ロシア石油最大手の国営ロスネフチは19日、ベトナム南部の沖合にあるランドン油田で天然ガスの生産を開始したと発表した。同油田の原始埋蔵量(生産開始前の総量)は230億立法メートル。ロスネフチはランドン油田を含む鉱区のオペレーター権益35%超に加え、陸上と結ぶパイプラインの権益33%を握る。同プロジェクトは生産分与協定(PSA)に基づき実施されている。

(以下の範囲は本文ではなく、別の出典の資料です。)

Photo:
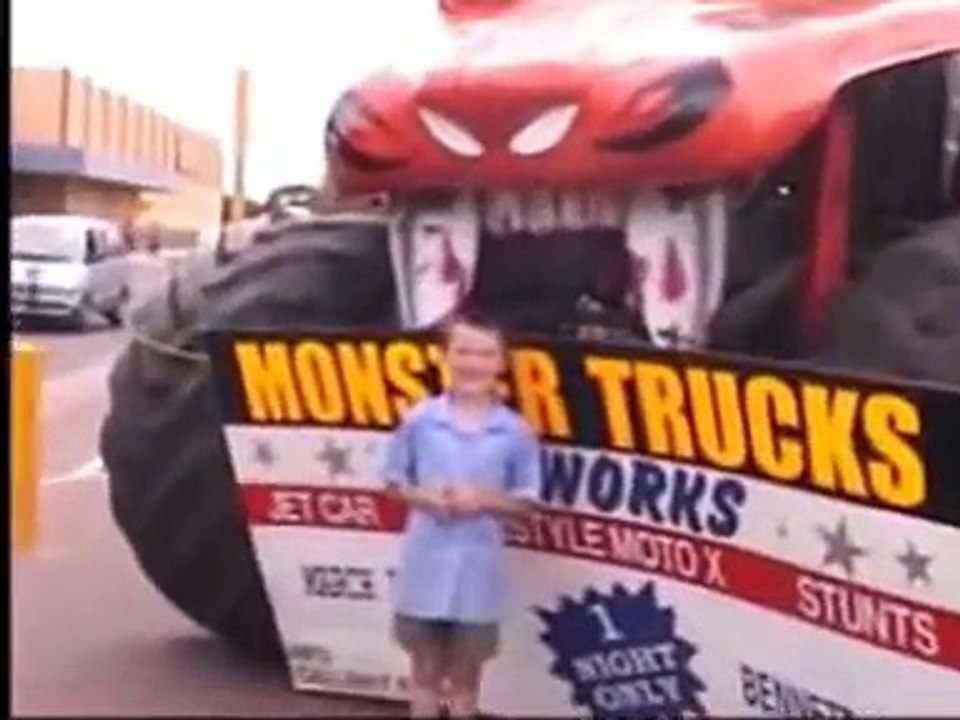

採掘した天然ガスとコンデンセートはパイプラインを通して陸上に輸送され、精製の後ガス火力発電所で利用される。生産を開始した鉱区はベトナム沖370キロメートルにあるナムコンソン堆積盆の水深160メートルの海底に位置しており、ランドンの他、ランタイ及びフォンランダイの3つのガス田がある。原始埋蔵量は計690億立法メートル。ロスネフチはまた、100%の権益を持つ隣接する鉱区の探査を実施しており、現在までの確認埋蔵量はガス280億立法メートル、コンデンセートが1,750万トンとなっている。
今回の生産開始は、英BPとの合弁会社で2013年にロスネフチが550億ドルで買収したTNK-BPの事業を継承したもの。欧米企業はロシアによる2014年のクリミア併合後、米国の経済制裁によりロシア領の北極海や深海での開発事業に参加できなくなっている。米エクソンモービルは昨年、ロスネフチとの共同事業から撤退した。